Half-auxetic effect and ferroelasticity in a two-dimensional monolayer TiSe

Ziyuan Liu; Jinbo Pan; Yan-Fang Zhang; Shixuan Du

doi:10.1088/1361-648X/abdcea

Half-auxetic effect and ferroelasticity in a two-dimensional monolayer TiSe

J Phys Condens Matter. 2021 Feb 5;33(14). doi: 10.1088/1361-648X/abdcea.

Authors

Ziyuan Liu¹, Jinbo Pan¹, Yan-Fang Zhang¹, Shixuan Du^{1

2

3}

Affiliations

¹ Institute of Physics and University of Chinese Academy of Sciences, Chinese Academy of Sciences, Beijing 100190, People's Republic of China.
² CAS Center for Excellence in Topological Quantum Computation, Beijing 100190, People's Republic of China.
³ Songshan Lake Materials Laboratory, Dongguan 523808, People's Republic of China.

PMID: 33461183
DOI: 10.1088/1361-648X/abdcea

Abstract

Two-dimensional (2D) materials with both auxetic effect and ferroelasticity are rare, however, have great application potential in next generation microelectromechanical and nanoelectronic devices.
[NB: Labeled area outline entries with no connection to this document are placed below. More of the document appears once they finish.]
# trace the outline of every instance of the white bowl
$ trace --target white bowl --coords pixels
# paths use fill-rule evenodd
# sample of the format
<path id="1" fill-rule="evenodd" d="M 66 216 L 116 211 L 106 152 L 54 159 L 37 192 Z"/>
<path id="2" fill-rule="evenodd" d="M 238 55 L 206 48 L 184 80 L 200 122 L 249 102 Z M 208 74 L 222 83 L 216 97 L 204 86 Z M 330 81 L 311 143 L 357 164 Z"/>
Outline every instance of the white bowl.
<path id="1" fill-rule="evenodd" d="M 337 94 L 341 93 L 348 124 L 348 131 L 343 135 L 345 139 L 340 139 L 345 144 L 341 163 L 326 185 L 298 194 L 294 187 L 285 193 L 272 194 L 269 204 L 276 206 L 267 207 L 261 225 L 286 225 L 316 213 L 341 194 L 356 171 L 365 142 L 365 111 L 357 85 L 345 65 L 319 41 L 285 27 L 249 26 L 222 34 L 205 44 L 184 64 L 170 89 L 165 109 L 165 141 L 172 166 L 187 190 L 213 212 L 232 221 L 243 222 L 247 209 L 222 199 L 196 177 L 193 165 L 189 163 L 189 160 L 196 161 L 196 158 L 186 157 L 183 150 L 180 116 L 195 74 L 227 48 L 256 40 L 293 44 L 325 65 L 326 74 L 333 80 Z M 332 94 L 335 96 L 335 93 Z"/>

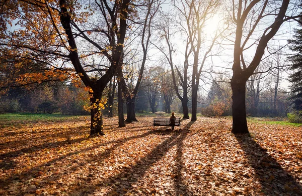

Here, we report the findings of an extraordinary combination half-auxetic effect and ferroelasticity in a single p2mm-type TiSe monolayer by performing first-principles calculations. The unique half-auxetic effect, namely the material expand laterally under both uniaxial tensile strain, and compressive strain, is reported and explained by considering both the nearest and the next-nearest interactions. The ferroelasticity is stemming from the degeneracy breaking of the3d-orbitals of Ti atoms in a distorted tetrahedron crystal field, or the so-called Jahn-Teller effect. The results provide a guideline for the future design of novel 2D multiple functional materials at the nanoscale.

Keywords: ferroelasticity; half-auxetic effect; monolayer TiSe; two-dimensional materials.